En fait, la soudaine anxiété à propos des inégalités masque une crainte moins avouable : la crise pourrait fragiliser l’adéquation entre l’école et l’entreprise. Or, disposer d’une main d’œuvre flexible sera capital dans le monde d’après. Cela implique de familiariser les élèves à l’utilisation des nouvelles technologies au mépris, souvent, du contenu véhiculé. Le médium évacue le message. Quand la NVA veut offrir 10 000 laptops aux élèves flamands, ce sont les recommandations du VOKA que ce parti entend satisfaire et non celles de l’Aped ! On le voit, l’émancipation par le savoir n’est pas encore la priorité de nos gouvernements, et ne saurait l’être tant que l’école sera subordonnée aux besoins du patronat.

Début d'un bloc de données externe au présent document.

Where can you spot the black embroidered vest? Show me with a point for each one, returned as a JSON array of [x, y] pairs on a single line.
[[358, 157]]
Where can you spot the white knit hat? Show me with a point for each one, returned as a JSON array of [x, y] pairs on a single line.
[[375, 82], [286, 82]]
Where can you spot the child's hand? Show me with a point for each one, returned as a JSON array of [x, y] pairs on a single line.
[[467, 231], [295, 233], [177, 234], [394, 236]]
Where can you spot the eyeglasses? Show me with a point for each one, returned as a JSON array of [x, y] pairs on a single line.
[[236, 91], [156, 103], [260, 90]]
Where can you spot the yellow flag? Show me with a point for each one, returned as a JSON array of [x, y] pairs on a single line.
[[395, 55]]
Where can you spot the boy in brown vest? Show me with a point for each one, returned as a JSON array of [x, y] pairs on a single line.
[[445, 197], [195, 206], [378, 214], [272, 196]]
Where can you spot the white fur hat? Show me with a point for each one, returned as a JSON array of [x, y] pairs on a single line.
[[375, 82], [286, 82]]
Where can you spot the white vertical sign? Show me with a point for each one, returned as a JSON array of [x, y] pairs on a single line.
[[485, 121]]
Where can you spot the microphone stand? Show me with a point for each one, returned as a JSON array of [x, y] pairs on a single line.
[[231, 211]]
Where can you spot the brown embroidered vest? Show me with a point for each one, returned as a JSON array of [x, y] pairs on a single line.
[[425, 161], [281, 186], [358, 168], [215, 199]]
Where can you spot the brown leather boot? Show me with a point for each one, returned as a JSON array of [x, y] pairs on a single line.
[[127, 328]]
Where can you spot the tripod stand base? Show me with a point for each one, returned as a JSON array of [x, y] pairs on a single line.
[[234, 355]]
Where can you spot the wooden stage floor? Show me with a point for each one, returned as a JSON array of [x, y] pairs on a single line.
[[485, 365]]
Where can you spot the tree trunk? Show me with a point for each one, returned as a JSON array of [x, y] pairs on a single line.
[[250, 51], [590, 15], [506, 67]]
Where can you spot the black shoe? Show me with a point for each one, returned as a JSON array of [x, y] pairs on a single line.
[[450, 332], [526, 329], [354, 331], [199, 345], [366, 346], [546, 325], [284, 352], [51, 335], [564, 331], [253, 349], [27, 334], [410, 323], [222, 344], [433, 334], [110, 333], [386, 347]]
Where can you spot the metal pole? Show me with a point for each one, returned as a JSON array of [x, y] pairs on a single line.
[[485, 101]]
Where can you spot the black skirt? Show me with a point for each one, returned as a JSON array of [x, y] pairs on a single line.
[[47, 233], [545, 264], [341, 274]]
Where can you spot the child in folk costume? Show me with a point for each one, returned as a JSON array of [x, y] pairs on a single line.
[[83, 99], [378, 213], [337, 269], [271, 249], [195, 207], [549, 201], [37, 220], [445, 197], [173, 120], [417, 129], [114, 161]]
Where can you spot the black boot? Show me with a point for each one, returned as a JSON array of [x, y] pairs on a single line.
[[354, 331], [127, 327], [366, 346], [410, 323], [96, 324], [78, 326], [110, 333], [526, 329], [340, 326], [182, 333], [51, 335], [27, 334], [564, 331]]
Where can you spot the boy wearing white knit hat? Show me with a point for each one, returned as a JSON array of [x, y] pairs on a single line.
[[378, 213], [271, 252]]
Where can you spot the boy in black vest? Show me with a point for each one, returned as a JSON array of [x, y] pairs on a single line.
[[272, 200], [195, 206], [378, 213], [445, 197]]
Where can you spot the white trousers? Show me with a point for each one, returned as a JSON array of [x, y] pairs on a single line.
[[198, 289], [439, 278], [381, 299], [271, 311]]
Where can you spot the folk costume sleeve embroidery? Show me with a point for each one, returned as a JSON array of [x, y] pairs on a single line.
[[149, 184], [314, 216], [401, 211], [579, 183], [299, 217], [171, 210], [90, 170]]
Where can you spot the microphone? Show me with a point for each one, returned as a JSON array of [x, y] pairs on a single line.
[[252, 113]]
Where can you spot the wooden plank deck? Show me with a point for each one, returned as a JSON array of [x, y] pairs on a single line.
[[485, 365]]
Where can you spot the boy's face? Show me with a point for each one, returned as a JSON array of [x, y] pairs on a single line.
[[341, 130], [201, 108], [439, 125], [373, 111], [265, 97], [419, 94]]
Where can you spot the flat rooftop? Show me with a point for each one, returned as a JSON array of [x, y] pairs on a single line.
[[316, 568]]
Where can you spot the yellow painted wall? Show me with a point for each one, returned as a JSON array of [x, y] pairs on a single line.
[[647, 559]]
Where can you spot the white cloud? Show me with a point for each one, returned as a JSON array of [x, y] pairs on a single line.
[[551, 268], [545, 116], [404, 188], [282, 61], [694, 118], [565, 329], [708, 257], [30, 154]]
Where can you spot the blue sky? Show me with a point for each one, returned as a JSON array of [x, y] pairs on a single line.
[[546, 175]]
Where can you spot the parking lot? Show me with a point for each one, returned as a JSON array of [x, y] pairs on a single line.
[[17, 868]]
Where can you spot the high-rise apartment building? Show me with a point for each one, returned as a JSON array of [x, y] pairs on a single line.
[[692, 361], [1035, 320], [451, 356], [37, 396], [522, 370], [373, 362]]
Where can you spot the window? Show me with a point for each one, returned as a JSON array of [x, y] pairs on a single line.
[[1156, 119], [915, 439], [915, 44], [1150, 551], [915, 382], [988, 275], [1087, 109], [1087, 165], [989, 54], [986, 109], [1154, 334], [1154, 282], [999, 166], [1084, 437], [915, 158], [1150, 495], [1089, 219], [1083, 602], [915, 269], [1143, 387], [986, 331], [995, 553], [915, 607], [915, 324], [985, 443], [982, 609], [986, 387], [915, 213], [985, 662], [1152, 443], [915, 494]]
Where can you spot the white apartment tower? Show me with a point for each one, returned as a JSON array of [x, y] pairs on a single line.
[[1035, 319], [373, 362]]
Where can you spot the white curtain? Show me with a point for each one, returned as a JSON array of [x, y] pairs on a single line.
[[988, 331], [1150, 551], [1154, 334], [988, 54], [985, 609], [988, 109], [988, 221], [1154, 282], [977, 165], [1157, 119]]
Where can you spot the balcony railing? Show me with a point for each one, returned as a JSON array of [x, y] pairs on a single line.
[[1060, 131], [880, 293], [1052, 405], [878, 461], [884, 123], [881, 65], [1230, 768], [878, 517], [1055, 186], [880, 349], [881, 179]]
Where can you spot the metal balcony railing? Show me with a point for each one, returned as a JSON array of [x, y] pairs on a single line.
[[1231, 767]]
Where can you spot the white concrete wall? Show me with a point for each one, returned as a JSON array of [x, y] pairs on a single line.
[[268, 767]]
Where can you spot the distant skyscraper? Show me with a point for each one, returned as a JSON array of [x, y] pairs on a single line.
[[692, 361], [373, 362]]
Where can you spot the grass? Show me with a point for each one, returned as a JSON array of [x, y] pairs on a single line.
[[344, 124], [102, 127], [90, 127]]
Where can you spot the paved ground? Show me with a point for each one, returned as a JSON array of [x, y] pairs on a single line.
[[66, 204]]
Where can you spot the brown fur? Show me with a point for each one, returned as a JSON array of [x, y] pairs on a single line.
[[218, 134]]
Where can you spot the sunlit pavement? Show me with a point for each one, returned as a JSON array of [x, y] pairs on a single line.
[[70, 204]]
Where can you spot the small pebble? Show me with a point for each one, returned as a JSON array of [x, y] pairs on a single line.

Pourtant, comment construire la démocratie sans garantir à tous nos enfants des connaissances de haut niveau ? Comment leur transmettre la maîtrise de ce qui nous entoure, des maladies qui nous tuent, des systèmes qui nous maltraitent ? L’immédiateté qu’on nous propose est un piège. C’est d’une réflexion de fond dont nous avons besoin ! Le moment est venu de questionner le coût des réseaux, d’interroger la décentralisation, de bousculer la marchandisation.Sans négliger l’importance du choc que nous venons de subir, sous peine de laisser à d’autres l’opportunité d’en tirer avantage. Milton Friedman, un de tes contemporains, voyait l’ouragan Katrina comme une opportunité de réformer radicalement le système éducatif, de lui injecter une dose décisive de néolibéralisme (Milton Friedman, 2005). Ne le laissons pas, lui aussi, rigoler dans sa tombe et enterrer, près de sa carcasse, la force de nos convictions.

En espérant que, là-haut, tes aphorismes ne perturbent pas trop le verbe divin…

Salutations !

Pierre-Yves Henrotay

 

  1. Marshall McLuhan est né en 1911 et est mort en 1980 à Toronto. Il s’agit d’un des chercheurs les plus importants dans le domaine de la communication. Ses analyses mettront en évidence la capacité des médias à transformer les sociétés humaines. En subordonnant le fond à la forme, ils modifient notre rapport au monde. Ses écrits furent souvent controversés à cause, notamment, de ses figures de style peu académiques.